Milli Edebiyat Şiiri Genel Özellikleri

Millî Edebiyat Dönemi Şiir 

     1911 yılına gelindiğinde Edebiyat-ı Cedide'nin devamı olan Fecr- i Âti henüz etkinliğini sürdürüyordu. Bireysel temaları ağır bir dille; sembolist ve empresyonist bir anlayışla işleyen Fecr-i âti sanatçıları Genç Kalemler dergisinde şiddetle eleştirildiler. Bu dergi şair ve yazarları 1912 yılında Selanik şehrinin 25.000 Osmanlı askerinin savaşmadan şehri Yunan Ordusu'na teslim etmesi sonucu kaybedilmesiyle İstanbul'a geldiler. Böylece Fecr-i  Âti üzerindeki baskı iyice arttı. Sanatçılarının hemen hemen tamamı Milli Edebiyat'a katıldı.Milli Edebiyat kuramcıları temel ilkelerini şöyle belirlemişlerdi:

  • Konuşma dilinde İstanbul Türkçesi egemen olacak,
  • Konuşma ve yazı dili arasındaki ayrım ortadan kalkacak,
  • Yalın ve kolay bir dilbilgisi yaygınlaştıracak
  • Türk ulusunun bütün kültür zenginlikleri işlenecek
  • Ulusal bilinci güçlendiren konulara ağırlık verilecektir.

Bu anlayışı doğrultusunda ilk şiir örneklerini veren Mehmet Emin Yurdakul'dur. Ziya Gökalp'te bu anlayış doğrultusunda diğer şairlere örnek olabilecek şiirler yazıyordu. Bu bağlamda gelişen Milli Edebiyat Dönemi şiir anlayışı şöyle sıralanabilir:

1.Kendilerinden önceki Türk Edebiyatını suni’likle ve taklitçilikle suçlamışlardır.
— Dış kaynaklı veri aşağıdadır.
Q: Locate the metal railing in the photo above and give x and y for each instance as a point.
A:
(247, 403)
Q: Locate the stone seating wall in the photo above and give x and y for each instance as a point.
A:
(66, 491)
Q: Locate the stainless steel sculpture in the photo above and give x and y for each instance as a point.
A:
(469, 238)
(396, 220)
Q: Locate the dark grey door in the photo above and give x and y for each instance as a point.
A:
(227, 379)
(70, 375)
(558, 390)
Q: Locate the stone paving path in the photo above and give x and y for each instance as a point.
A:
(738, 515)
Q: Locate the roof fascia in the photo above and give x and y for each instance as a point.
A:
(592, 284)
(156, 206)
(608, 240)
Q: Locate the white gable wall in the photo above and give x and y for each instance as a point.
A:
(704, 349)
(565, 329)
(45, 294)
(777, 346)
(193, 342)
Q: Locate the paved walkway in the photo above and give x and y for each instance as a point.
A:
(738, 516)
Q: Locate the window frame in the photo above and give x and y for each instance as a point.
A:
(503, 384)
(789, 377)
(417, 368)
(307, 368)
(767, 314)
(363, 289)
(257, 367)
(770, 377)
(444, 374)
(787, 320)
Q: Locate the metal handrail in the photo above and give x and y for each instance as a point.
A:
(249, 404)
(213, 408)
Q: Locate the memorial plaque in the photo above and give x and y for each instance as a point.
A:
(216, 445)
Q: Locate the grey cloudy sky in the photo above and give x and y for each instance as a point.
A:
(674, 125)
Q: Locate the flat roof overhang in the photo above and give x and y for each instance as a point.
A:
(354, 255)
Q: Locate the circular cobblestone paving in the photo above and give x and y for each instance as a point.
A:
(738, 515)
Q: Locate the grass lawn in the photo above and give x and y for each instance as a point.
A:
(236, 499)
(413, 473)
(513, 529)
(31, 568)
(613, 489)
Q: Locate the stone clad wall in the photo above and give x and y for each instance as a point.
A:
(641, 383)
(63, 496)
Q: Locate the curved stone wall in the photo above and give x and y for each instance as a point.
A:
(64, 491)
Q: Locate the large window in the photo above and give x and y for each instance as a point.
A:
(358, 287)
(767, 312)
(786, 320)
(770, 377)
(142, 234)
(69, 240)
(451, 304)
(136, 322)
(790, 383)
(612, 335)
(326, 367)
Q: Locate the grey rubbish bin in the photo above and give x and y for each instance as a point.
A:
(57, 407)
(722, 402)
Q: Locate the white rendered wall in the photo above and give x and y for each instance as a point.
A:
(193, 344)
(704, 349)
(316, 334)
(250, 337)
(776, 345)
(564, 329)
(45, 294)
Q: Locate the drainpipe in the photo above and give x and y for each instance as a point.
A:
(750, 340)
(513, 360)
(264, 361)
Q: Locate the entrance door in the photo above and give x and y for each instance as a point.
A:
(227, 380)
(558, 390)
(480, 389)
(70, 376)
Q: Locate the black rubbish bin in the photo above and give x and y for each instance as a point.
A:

2.Diğer edebi alanlarda sosyal içerikle yazan Millî edebiyatçılar şiiri bunun dışında tutmuşlar, şiiri estetik bir haz vasıtası olarak görmüşlerdir. Şiirde bireyseldirler.(Ziya Gökalp –Mehmet Emin dışında)

3.Aruzun yerine daha sonraları hece ölçüsünü halk şiiri nazım şekillerini, Osmanlıcanın yerine de sade Türkçeyi kullandılar. Ancak bu dönemde dil -vezin ikiliği genel özelliktir.

4.Şairlerin millileşmeden anladıkları da farklıdır.

       a.  Mehmet Emin Yurdakul ve Ziya Gökalp millileşmeden eski Türk Tarihine, destanlara efsanelere dönüşü anlar.

       b. Yahya Kemal-Enis Behiç Osmanlının parlak devirlerine dönüşü anlar.

       c.  Rıza Tevfik-Faruk Nafiz-Orhan Seyfi-Yusuf Ziya ise millileşmeyi halk diline dönüş olarak anlar.

5.Bu dönem şairlerinde millileşme ile ilgili görüşleri doğrultusunda konu çeşitliliğini de görürüz. Gene de çoğunlukla bireyseldirler.

6.1917 yılında kurulan Şairler Derneği de bu görüş farklılıklarını gideremedi ancak şiirde konuşma dilinin kullanılmasını ve hece ölçüsünün kullanımını üyelerine tavsiye etti.

7.1917 sonrasında hece ölçüsüyle ve konuşma diliyle Türkçenin en güzel örnekleri ortaya kondu. Bunda “Hecenin Beş Şairi-Beş Hececilerin büyük rolü olmuştur.

       Şiirde hece ölçüsünün ve konuşma dilinin yaygınlaşmasında büyük katkıları olan ve Hecenin Beş Şairi olarak bilinen Faruk Nafiz Çamlıbel, Yusuf Ziya Ortaç, Orhan Seyfi Orhon, Halit Fahri Ozansoy ve Enis Behiç Koryürek de Milli Edebiyat hareketinin önde gelen şairleri kabul edilir. Akımın öbür şairleri arasında İbrahim Alaaddin Gövsa, Kemalettin Kamu, Mithat Cemal Kuntay, Necip Fazıl Kısakürek ve Ömer Bedrettin Uşaklı sayılabilir.